Cameroun : Une importante proportion des élèves ne sait pas lire au CM2
A l’école. Il faut mettre un accent sur la lecture et les calculs

Cameroun : Une importante proportion des élèves ne sait pas lire au CM2

La situation est alarmante dans les Zones d’éducation prioritaire, indique une étude de l’INS des élèves du CM2 qui ne savent pas lire. Ces faibles performances en lecture chez les élèves en fin de cycle primaire, sont  élevées dans le sous-système francophone. Le corps enseignant accuse la nouvelle pédagogie appliquée au Cameroun. 

« Parmi les enfants qui achèvent le cycle primaire, une importante proportion n’acquiert pas les compétences requises en lecture et en mathématique quel que soit le sous- système d’enseignement considéré », peut-on lire dans le rapport d’analyse de l’Annuaire statistique du secteur de l’éducation et de la formation au Cameroun de 2022, publié par l’Institut national de la statistique (Ins).
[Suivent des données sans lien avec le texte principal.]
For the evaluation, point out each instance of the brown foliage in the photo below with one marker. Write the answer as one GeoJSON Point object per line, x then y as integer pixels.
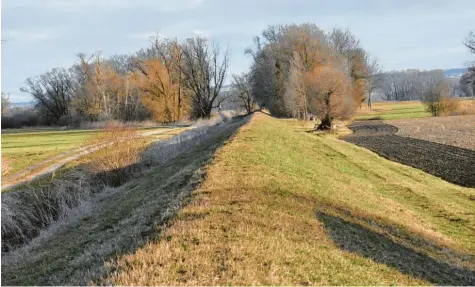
{"type": "Point", "coordinates": [121, 149]}
{"type": "Point", "coordinates": [160, 94]}
{"type": "Point", "coordinates": [438, 100]}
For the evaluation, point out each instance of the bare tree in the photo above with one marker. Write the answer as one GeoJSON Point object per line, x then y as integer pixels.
{"type": "Point", "coordinates": [374, 79]}
{"type": "Point", "coordinates": [329, 97]}
{"type": "Point", "coordinates": [438, 99]}
{"type": "Point", "coordinates": [204, 69]}
{"type": "Point", "coordinates": [242, 86]}
{"type": "Point", "coordinates": [52, 91]}
{"type": "Point", "coordinates": [5, 103]}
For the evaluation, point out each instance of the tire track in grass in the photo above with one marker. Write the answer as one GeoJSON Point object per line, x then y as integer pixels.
{"type": "Point", "coordinates": [453, 164]}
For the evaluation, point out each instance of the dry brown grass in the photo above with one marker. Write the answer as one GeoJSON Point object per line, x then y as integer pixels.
{"type": "Point", "coordinates": [464, 107]}
{"type": "Point", "coordinates": [254, 220]}
{"type": "Point", "coordinates": [457, 131]}
{"type": "Point", "coordinates": [5, 165]}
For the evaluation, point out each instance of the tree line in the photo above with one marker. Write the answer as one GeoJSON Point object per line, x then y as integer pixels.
{"type": "Point", "coordinates": [168, 81]}
{"type": "Point", "coordinates": [298, 71]}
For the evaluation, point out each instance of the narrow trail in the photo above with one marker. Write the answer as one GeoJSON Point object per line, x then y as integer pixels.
{"type": "Point", "coordinates": [450, 163]}
{"type": "Point", "coordinates": [52, 164]}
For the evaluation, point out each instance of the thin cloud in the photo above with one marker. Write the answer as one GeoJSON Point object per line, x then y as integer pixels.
{"type": "Point", "coordinates": [90, 5]}
{"type": "Point", "coordinates": [30, 36]}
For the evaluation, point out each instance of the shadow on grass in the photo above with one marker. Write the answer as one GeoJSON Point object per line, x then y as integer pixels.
{"type": "Point", "coordinates": [356, 238]}
{"type": "Point", "coordinates": [118, 222]}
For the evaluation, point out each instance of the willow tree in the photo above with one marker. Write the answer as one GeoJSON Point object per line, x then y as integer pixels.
{"type": "Point", "coordinates": [329, 94]}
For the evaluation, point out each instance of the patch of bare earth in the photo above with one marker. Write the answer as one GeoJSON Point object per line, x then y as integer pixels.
{"type": "Point", "coordinates": [448, 162]}
{"type": "Point", "coordinates": [457, 131]}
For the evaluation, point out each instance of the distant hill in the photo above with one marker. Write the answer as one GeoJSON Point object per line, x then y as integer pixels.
{"type": "Point", "coordinates": [454, 73]}
{"type": "Point", "coordinates": [22, 104]}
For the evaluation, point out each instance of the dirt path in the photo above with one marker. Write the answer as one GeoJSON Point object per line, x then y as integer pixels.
{"type": "Point", "coordinates": [50, 165]}
{"type": "Point", "coordinates": [450, 163]}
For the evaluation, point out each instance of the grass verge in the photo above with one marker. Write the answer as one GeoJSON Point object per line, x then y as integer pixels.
{"type": "Point", "coordinates": [116, 220]}
{"type": "Point", "coordinates": [281, 206]}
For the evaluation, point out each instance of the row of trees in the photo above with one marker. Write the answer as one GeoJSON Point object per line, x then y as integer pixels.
{"type": "Point", "coordinates": [300, 69]}
{"type": "Point", "coordinates": [297, 70]}
{"type": "Point", "coordinates": [408, 85]}
{"type": "Point", "coordinates": [168, 81]}
{"type": "Point", "coordinates": [467, 82]}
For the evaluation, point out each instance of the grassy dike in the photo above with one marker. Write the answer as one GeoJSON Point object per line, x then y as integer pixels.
{"type": "Point", "coordinates": [283, 206]}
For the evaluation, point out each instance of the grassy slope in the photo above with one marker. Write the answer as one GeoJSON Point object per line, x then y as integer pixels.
{"type": "Point", "coordinates": [283, 207]}
{"type": "Point", "coordinates": [25, 149]}
{"type": "Point", "coordinates": [118, 220]}
{"type": "Point", "coordinates": [22, 150]}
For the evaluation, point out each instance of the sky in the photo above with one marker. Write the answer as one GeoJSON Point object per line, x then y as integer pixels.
{"type": "Point", "coordinates": [39, 35]}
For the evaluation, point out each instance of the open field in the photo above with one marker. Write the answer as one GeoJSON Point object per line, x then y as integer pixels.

Dans cette analyse comparative des indicateurs clés à la lumière de l’Odd4, qui montre que le niveau d’acquisition des compétences dans ces deux disciplines fondamentales chez les élèves en fin du cycle primaire reste préoccupant, le problème se pose avec acuité dans le sous-système francophone des élèves du CM2 qui ne savent pas lire. Il a une proportion de 56% d’élèves dont les performances en français sont en dessous du seuil acceptable au CM2, et en mathématiques, il enregistre un pourcentage de 87%.

Même si les pourcentages sont moins élevés au sous-système anglophone, la situation n’est non plus reluisante avec 26% des élèves en dessous du seuil acceptable en class 6 en « English » et 53% en « Mathematics » des élèves du CM2 qui ne savent pas lire. Un constat alarmant dans les Zone d’éducation prioritaire (ZEP). Dans le sous-système francophone de cette zone, les proportions d’élèves en dessous du seuil souhaitable sont de 79% et 97% respectivement en français et en mathématiques. Au niveau du sous-système anglophone, ces proportions sont de 54% en « English » et 84% en « Mathematics ».

« Le rapport PASEC2019 souligne que l’environnement scolaire (plus de la moitié de la variance expliquée) se révèle comme un facteur important expliquant les faibles performances observées chez les élèves », justifie l’Ins. De nombreuses lacunes que Marie Olinga, institutrice impute à la nouvelle pédagogie. « Aujourd’hui, l’essentiel c’est que l’enfant obtienne son Certificat d’études primaires, or auparavant, on pouvait reprendre une classe jusqu’à cinq fois chose qui n’est plus possible car le système prévoit que l’enfant ne reprenne qu’une fois un niveau d’études », explique cette maitresse du Cours moyen deuxième année (CM2) des élèves du CM2 qui ne savent pas lire.  Claude Ombolo Aliguena, un autre instituteur, ajoute : « Il y a aussi la pratique de la mauvaise promotion collective qui peut expliquer ce faible niveau des élèves et pourtant elle n’est possible qu’à un seul niveau de formation. Elle prévoit en envoyant les élèves en classe supérieure malgré tout ».

La pratique était bien différente il y’a quelques années. « Avant ne pouvait aller en classe supérieure que celui qui savait lire et écrire, les épreuves étaient totalement écrites. Maintenant, il y a des rubriques qui facilitent à l’enfant d’aller en classe supérieure », déplore à son tour Rachel Judith Kamga, une maîtresse des parents.  Tenez par exemple, illustre cette institutrice, « une seule sous discipline a l’écrit, la pratique, l’oral, et le savoir-être. L’oral a le plus souvent plus de points que l’écrit. Sur une épreuve de 40 points par exemple, l’oral est noté sur 15, l’écrit sur 12 et le savoir-être sur 8 des élèves du CM2 qui ne savent pas lire. Dans ce cas, si l’enfant s’est bien exprimé, il se retrouve avec une note de 15/15 ; s’il n’a rien écrit, il a 00 et s’il se comporte bien en classe, on lui donne 06 et là il a déjà la moyenne sur 30 et pourtant il ne sait lire ni écrire ».

Pour expliquer ce phénomène, Emanuel Thobie Mbassi Ondoa, membre de la Cameroon Education For All Network (CEFAN) indexe la difficulté d’avoir accès au manuel scolaire des élèves du CM2 qui ne savent pas lire. « Il faut une politique de généralité de la gratuité du livre car l’enfant qui n’a pas de livre ne peut pas apprendre à lire et celui qui n’a pas de livre de calcul ne peut faire de calcul. La deuxième chose, il faut agir au niveau des enseignants en leur garantissant de bonnes conditions de vie et de travail et enfin, il faut revoir les pédagogies de calcul et de lecture en s’interrogeant sur leur efficacité » recommande-t-il.